Soul and Food with Mary Wilson

Checking in with the former Supreme turned cultural ambassador.


An original member of the Supremes, Mary Wilson has been performing since she was 14 years old. Since the group disbanded in 1977, she's established herself as a solo performer, an author and an advocate for humanitarian causes, In 2003, she was named a Cultural Ambassador for a Department of State program to improve international cross-cultural understanding. Last year she became a spokesperson for the Humpty Dumpty Institute (HDI), a non-profit focused on finding solutions for humanitarian problems. At a time when food costs have shot up, Wilson is particularly proud of the HDI initiative that gives Food Stamp participants greater access to fresh fruits and vegetables by contributing $5 towards a minimum purchase of $5 at 46 farmers markets in upstate New York. Here's what she had to say about her involvement with HDI and the road that led her to where she is today:

Judith Weinraub: What kinds of things did you do as a cultural ambassador?

Mary Wilson: Each country was different. You performed, visited schools, talked about important issues like AIDS—in some places it was a subject that hadn't been spoken about. In [one country], Stop in the Name of Love became an AIDS anthem. In Laos we planted fruit trees so the children could have a balanced diet. In Bangladesh, we saw young children breaking blocks into building material. I talked about how the Supremes came from poverty, but you can still have a future. I gained a lot.

JW: A performer known for flash and glamour you aren't immediately associated with causes like bringing healthful foods to families who can't afford them. What appealed to you about the farmers' market program?

MW: When I was child in the Brewster Projects in Detroit, my mother had to use food stamps for some of our food. I remember going to the Eastern Market and dragging home 50 pound bags of potatoes. But the market was a pleasure. There was a wonderful feeling of getting the best fresh food.

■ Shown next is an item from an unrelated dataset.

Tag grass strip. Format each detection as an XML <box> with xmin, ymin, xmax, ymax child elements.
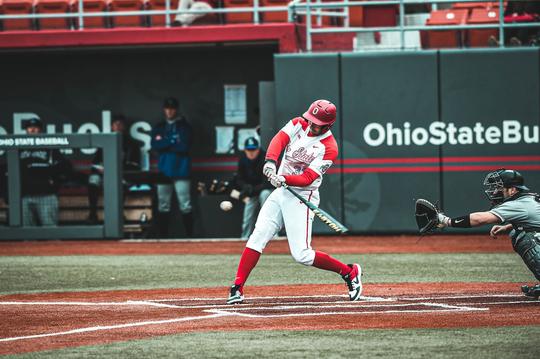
<box><xmin>0</xmin><ymin>253</ymin><xmax>532</xmax><ymax>294</ymax></box>
<box><xmin>8</xmin><ymin>326</ymin><xmax>540</xmax><ymax>359</ymax></box>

JW: What kind of meals did you have?

MW: We ate well. Lots of fruits and vegetables and always a well rounded meal cooked at home—no fast foods. We didn't feel we were poor because our plates were always full.

JW: Aside from the healthy foods initiative, part of your responsibility as a cultural ambassador was to find talented young performers and mentor them. How did that work?

MW: It was a little like American Idol. You hear people sing, you listen and you critique.

JW: You've also spoken in women's prisons and even taught etiquette.